For the last two consecutive quarters, the Downtown Los Angeles submarket was the only submarket to post annual rent cuts. Those performances compare to rent growth of nearly 5% in the metro overall. Not surprisingly, rents were cut most dramatically in the Class A units in the downtown area. However, cuts in Class B units suggest competition at the top end of the market is trickling into middle-market product.
Similarly, the impact of downtown-area development is showing signs of creeping into neighboring Mid-Wilshire, Hollywood and Burbank/Glendale/Pasadena submarkets. Those three submarkets are generally more favorable for investment-grade apartments, but rent performances there have fluctuated as completion totals have climbed in Downtown Los Angeles. Annual rent performances have swung as much as 6 to 10 percentage points in each submarket over the past four quarters. Those rent growth swings accompany volatile occupancy readings over the same time frame.

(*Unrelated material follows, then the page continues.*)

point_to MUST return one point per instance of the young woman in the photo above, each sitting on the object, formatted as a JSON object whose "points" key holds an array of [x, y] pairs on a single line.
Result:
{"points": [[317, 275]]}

Part of the reason Downtown Los Angeles has struggled to absorb new product is a mismatch of the renter base and type of projects completing. The younger, professional and more cosmopolitan population who prefer and can afford the type of luxury rental product being built makes up a relatively small share of Downtown Los Angeles. However, there is the opportunity to transform the urban center towards more favorable demographic groups that prefer to rent institutional-grade product. Until recently, the urban center has received less investment to transform the area into a destination for residents.
Looking ahead, multifamily fundamentals in Downtown Los Angeles will likely continue to be adversely impacted by the wave of completions over the next year. Annual rent cuts are likely to persist through most of 2018 as operators continue to focus on filling units over pricing. However, occupancy is expected to continue to soften before recovering in mid-2019. Long term, the metro desperately needs additional housing and new units entering Downtown Los Angeles serve as just one area to relieve pressure on an already strained housing market.